Campo de Piedra Pómez, el Paisaje Lunar de la Puna Catamarqueña

Oculto en las profundidades de la Puna de Catamarca, muy cerca de la pequeña e histórica localidad de El Peñón y a más de tres mil metros sobre el nivel del mar, se extiende el deslumbrante Campo de Piedra Pómez. Este espacio, resguardado legalmente bajo la figura de Área Natural Protegida, alberga uno de los paisajes más extraños, inhóspitos, primitivos y fascinantes de todo el continente sudamericano. Este inmenso mar de rocas volcánicas, que se despliega a lo largo de más de veinticinco kilómetros de longitud en medio del silencio altiplánico, es el resultado directo de la erupción cataclísmica del volcán Cerro Blanco ocurrida hace miles de años.
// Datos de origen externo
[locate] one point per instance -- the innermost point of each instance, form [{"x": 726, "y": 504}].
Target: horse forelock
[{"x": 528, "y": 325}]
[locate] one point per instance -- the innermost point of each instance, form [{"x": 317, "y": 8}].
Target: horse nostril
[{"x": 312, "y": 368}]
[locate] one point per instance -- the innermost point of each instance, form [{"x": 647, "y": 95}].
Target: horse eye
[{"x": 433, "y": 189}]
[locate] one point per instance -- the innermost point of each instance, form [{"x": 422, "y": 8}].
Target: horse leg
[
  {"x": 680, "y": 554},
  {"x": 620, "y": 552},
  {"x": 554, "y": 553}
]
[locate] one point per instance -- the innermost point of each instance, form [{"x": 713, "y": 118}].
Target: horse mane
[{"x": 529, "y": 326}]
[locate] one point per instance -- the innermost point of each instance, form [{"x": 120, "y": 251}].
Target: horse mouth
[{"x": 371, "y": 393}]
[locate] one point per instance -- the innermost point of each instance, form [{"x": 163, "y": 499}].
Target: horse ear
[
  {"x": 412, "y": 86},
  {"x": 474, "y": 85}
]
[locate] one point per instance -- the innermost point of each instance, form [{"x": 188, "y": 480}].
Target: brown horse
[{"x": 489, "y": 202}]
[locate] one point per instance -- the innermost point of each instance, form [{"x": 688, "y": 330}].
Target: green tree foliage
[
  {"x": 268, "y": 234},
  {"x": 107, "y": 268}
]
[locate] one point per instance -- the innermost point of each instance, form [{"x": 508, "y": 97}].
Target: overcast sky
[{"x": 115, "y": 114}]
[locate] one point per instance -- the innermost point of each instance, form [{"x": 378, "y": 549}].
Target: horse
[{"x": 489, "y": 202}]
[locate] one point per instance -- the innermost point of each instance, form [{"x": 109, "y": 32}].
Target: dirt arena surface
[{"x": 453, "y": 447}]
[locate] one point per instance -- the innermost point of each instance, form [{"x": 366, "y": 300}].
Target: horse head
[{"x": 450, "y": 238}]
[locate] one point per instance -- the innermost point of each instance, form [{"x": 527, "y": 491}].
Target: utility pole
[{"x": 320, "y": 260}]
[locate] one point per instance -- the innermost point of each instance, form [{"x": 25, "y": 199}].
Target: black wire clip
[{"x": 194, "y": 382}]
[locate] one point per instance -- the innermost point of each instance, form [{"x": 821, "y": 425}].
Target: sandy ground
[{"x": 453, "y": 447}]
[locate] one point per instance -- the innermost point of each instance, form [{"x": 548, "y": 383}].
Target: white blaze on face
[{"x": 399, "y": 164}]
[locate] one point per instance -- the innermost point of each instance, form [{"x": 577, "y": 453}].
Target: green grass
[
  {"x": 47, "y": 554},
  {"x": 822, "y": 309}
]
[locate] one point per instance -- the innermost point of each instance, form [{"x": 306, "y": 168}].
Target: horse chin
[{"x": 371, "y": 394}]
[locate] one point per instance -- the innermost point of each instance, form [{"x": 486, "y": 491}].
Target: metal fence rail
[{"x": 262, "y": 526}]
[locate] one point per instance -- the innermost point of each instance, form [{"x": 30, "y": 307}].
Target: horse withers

Aquella colosal explosión geológica expulsó masas gigantescas de ceniza y magma incandescente que se enfriaron de manera veloz al contacto con el aire ambiente, dando origen a una acumulación masiva y singular de roca sumamente porosa, ligera y de textura áspera.

 

A lo largo de los milenios, los vientos intensos, secos y constantes que barren día a día la alta montaña catamarqueña han actuado como un escoplador gigante e incansable sobre la masa de piedra pómez blanquecina. El resultado final de esta milenaria erosión eólica es un laberinto infinito de cresterías, dunas de piedra, cavernas escondidas y esculturas naturales de formas surrealistas que simulan, a la distancia, un océano embravecido congelado en el tiempo. La tonalidad del campo varía radicalmente según la posición del sol en el cielo: durante las horas centrales del mediodía, la blancura tiza deslumbrante refleja la luz solar de tal modo que exige el uso obligatorio de gafas de protección ocular, mientras que al amanecer y durante las últimas luces del atardecer las rocas adquieren matices ocre, rosado, naranja y dorado que acentúan la sensación mágica de estar pisando la superficie de un planeta distante e inexplorado.

 

El acceso hasta el corazón del Campo de Piedra Pómez representa una travesía en sí misma que requiere el uso indispensable de vehículos de tracción integral y la compañía experta de guías locales conocedores del terreno. Las cambiantes huellas de arena volcánica y la inmensidad del paisaje desértico hacen que la navegación sea compleja y potencialmente riesgosa para quienes no conocen los secretos de la Puna. En el camino de aproximación a este santuario geológico, es muy común atravesar enormes e imponedores médanos de arena fina de color gris oscuro y bordear pequeñas lagunas altiplánicas. En estos espejos de agua salobre se concentran majestuosas parinas y flamencos rosados que se alimentan tranquilamente de los microorganismos suspendidos en el agua, regalando un contraste de color deslumbrante frente a la aridez de las montañas circundantes.

 

La fragilidad ambiental de este monumento geológico de escala planetaria es absoluta y requiere un compromiso ético por parte de quienes lo visitan. La piedra pómez es un material tan blando, maleable y poroso que un solo paso descuidado o un tránsito fuera de los senderos permitidos puede fracturar y erosionar en segundos formaciones rocosas que tardaron milenios en esculpirse de forma natural. Debido a esto, las excursiones y los recorridos se realizan actualmente bajo estrictos protocolos de conservación y acompañamiento permanente. La experiencia de caminar en absoluta soledad entre estos gigantes blancos, sintiendo la inmensidad del cielo puneño y escuchando únicamente el silbido constante del viento andino, representa una de las aventuras de contacto con la naturaleza pura más profundas, conmovedoras e inolvidables que ofrece el amplio territorio del norte argentino.